(Bloomberg) -- Anyone savoring this week’s equity rally in Asia should just cash out right away.
That’s according to strategists at Morgan Stanley, who slashed year-end targets for seven benchmarks in the region, including their largest downgrade for Japan in almost two years. The first cut to the MSCI Emerging Markets Index since early 2016 implies no further gains for the gauge this year, while stocks in China, Hong Kong and Japan are also unlikely to return anywhere near their January peaks, the strategists wrote in a note dated Tuesday.

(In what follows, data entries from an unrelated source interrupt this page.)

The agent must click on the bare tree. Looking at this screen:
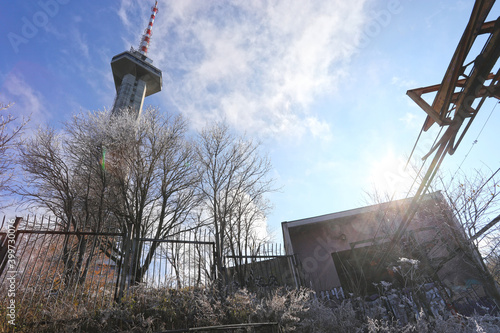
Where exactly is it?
[18,109,198,288]
[364,170,500,306]
[197,124,274,279]
[0,103,27,209]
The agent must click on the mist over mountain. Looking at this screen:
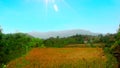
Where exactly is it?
[28,29,98,39]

Worse-than-expected global economic data will weigh on corporate earnings, just as higher volatility across financial markets limits how much investors are willing to pay for risk assets, Morgan Stanley said. For a region that was delivering some of the world’s best returns as recently as January, the rest of the year will be a “rougher ride” for investors.
“All our covered markets will struggle in 2018 to regain recent peaks in January,” strategists led by Jonathan Garner wrote. “For EM, this is our first index target reduction since early 2016; hence, it is a moment of some note for us.”
The largest target cuts were in China, where stocks have rebounded this week amid signs the country is steering away from a trade dispute with the U.S. Morgan Stanley predicts the MSCI China Index will barely budge from Tuesday’s close by the end of 2018, and it is targeting a 4,200 finish for the CSI 300 Index. While that implies another 7 percent gain for the A-share measure, it’s far lower than the bank’s previous target of 4,500.
Strategists elsewhere are starting to trim their year-end forecasts for global stock gains, having held on for two months after a surge in volatility roiled investors in February. Tuesday saw the first cut to the S&P 500 Index from Wall Street.